Shape Interpolation and Completion. To obtain shape interpolations, we can linearly interpolate the latent variables, see Fig. 5-(top row) for an example with the actor mocap reconstructions. Note that the interpolation result depends on the shape order in the latent space. For shape with significantly differing latent variables, it is possible that the resulting interpolations will not be equivalent to linear interpolations between the shapes and include non-linear point trajectories. Results of shape denoising and completion are shown in Fig. 5-(bottom rows). We feed point clouds with missing areas (mouth and the upper head area) and obtain surfaces completed upon our learned \(f_{\varvec{\theta }}\) prior.

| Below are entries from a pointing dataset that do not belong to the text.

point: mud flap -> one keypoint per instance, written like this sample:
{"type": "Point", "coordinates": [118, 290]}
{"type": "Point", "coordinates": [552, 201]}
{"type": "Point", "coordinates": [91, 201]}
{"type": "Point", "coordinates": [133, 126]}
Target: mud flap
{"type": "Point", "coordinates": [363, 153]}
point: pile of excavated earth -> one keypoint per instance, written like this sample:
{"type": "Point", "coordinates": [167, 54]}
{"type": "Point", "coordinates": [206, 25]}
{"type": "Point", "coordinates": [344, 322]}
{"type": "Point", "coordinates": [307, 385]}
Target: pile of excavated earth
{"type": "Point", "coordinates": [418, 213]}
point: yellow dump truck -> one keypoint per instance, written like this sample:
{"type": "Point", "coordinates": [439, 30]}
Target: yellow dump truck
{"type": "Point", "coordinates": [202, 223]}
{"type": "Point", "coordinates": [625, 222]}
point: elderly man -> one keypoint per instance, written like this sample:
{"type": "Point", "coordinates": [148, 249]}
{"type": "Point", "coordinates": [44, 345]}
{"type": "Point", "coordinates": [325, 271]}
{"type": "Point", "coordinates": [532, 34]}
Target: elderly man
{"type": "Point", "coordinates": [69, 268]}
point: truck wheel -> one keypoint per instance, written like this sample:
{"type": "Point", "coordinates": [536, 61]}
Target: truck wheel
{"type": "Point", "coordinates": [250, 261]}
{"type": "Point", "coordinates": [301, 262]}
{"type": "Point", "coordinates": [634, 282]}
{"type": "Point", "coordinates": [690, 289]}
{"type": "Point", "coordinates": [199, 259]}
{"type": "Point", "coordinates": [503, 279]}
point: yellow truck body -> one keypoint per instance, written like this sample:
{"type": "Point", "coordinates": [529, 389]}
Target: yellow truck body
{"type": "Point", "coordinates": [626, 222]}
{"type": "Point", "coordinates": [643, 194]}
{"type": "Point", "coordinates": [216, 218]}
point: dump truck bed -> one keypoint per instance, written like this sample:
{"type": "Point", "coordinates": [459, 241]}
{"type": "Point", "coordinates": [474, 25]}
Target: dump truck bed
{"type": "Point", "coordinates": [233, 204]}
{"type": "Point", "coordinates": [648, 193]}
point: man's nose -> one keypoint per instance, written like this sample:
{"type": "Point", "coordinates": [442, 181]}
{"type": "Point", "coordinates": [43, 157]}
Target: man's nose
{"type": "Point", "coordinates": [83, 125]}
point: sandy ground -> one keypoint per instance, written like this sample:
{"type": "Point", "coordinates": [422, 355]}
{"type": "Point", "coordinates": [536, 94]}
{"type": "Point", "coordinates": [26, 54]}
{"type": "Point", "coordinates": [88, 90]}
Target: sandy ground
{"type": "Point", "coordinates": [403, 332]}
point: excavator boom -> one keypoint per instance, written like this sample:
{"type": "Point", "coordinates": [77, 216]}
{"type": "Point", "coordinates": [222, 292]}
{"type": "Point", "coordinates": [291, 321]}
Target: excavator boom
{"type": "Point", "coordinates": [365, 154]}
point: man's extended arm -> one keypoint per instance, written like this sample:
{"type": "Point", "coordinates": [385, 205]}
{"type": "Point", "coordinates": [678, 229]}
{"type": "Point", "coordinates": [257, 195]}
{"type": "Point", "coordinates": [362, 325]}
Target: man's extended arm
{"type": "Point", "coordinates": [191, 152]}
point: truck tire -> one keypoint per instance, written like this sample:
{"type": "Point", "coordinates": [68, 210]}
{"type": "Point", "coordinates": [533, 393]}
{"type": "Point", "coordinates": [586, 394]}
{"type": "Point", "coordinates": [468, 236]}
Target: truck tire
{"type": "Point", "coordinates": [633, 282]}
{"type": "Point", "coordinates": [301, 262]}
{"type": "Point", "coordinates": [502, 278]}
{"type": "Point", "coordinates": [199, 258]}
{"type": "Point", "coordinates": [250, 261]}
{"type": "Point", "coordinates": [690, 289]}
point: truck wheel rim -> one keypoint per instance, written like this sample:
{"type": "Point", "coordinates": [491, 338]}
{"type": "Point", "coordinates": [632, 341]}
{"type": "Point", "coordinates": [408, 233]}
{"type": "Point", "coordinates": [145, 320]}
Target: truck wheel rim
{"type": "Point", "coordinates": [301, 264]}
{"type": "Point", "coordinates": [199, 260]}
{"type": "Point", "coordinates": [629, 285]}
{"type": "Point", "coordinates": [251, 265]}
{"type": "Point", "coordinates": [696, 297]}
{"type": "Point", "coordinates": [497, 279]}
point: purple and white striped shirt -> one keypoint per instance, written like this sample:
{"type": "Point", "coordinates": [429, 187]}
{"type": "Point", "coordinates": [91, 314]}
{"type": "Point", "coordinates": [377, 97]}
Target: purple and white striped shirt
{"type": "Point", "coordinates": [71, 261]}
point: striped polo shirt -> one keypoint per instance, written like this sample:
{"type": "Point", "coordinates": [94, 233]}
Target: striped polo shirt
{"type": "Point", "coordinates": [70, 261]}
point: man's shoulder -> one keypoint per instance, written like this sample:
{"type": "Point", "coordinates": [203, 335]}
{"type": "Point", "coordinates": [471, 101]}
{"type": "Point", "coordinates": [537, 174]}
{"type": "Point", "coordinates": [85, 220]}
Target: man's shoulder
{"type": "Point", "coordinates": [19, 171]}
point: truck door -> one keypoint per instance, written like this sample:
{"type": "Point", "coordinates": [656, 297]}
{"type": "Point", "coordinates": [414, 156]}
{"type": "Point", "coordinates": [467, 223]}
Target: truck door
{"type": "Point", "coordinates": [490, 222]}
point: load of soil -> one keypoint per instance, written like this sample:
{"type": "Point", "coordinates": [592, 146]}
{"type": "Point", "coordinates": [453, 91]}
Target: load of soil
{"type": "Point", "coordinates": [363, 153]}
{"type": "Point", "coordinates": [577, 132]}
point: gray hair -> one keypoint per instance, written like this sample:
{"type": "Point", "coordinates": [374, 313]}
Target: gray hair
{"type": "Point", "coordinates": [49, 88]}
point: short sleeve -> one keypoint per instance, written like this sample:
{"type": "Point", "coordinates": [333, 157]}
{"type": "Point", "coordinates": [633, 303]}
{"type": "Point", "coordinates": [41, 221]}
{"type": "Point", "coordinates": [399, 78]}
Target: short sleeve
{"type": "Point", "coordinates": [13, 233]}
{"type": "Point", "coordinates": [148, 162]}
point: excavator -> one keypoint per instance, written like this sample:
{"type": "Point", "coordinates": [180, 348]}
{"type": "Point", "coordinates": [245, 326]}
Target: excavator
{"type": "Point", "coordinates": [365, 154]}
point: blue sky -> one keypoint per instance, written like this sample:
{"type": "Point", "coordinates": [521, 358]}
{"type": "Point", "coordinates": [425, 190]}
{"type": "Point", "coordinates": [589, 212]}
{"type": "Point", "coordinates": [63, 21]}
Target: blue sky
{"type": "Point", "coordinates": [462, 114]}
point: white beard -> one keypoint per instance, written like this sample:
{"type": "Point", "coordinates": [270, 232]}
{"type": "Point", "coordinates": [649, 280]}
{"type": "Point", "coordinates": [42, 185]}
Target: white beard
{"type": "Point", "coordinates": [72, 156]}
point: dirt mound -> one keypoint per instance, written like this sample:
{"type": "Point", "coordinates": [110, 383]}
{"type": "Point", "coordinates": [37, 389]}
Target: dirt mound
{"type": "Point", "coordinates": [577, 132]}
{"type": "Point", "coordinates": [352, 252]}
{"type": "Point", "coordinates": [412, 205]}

Direct Monocular Non-rigid 3D Reconstruction. We attach an image encoder to \(f_{\varvec{\theta }}\)—as described in Sect. 4.4—and test it in the endoscopic scenario with the heart sequence. Our reconstructions follow the cardiac cycle outside of the image sub-sequence, which has been used for the training. Please, see our supplemental material for extra visualisations.

Real Image Sequences. Finally, we reconstruct several real image sequence, i.e., barn owl [26], back [50] (see Fig. 6) and real face [19] (see Fig. 4-(a) which also highlights the influence of the spatial smoothness term). All our reconstructions are of high visual quality and match state of the art. Please, see our supplementary video for time-varying visualisations.

Fig. 6.
figure 6

Qualitative results on real sequences. In all cases, from left to right. Top: T-shirt and paper sequences [64]. Bottom: Barn owl [26], back [50] and heart [56] sequences. On both Kinect sequences, we achieve the lowest \(e_{3D}\) among all tested methods. The heart sequence is also used in the experiment with direct monocular non-rigid 3D reconstruction.

6 Concluding Remarks

This paper introduces the first end-to-end trainable neural dense NRSfM method with a deformation model auto-decoder and learnable latent space function. Our approach operates on dense 2D point tracks without 3D supervision. Structuring the latent space to detect and exploit periodicity is a promising first step towards new regularisation techniques for NRSfM. Period detection and temporal segmentation of the reconstructed sequences, automatically learned deformation model, shape compression, completion and interpolation—all that is obtained with a single neural component in our formulation. Experiments have shown that the new model results in smooth and accurate surfaces while achieving low 3D reconstruction errors in a variety of scenarios. One of the limitations of N-NRSfM is the sensitivity to inaccurate points tracks and the dependence on the mean shape obtained by rigid initialisation. We also found that our method does not cope well with large and sudden changes, even though the mean shape is plausible. Another limitation is the handling of articulated motions.

We believe that our work opens a new perspective on dense NRSfM. In future research, more sophisticated neural components for deformation models can be tested to support stronger non-linear deformations and composite scenes. Moreover, we plan to generalise our model to sequential NRSfM scenarios.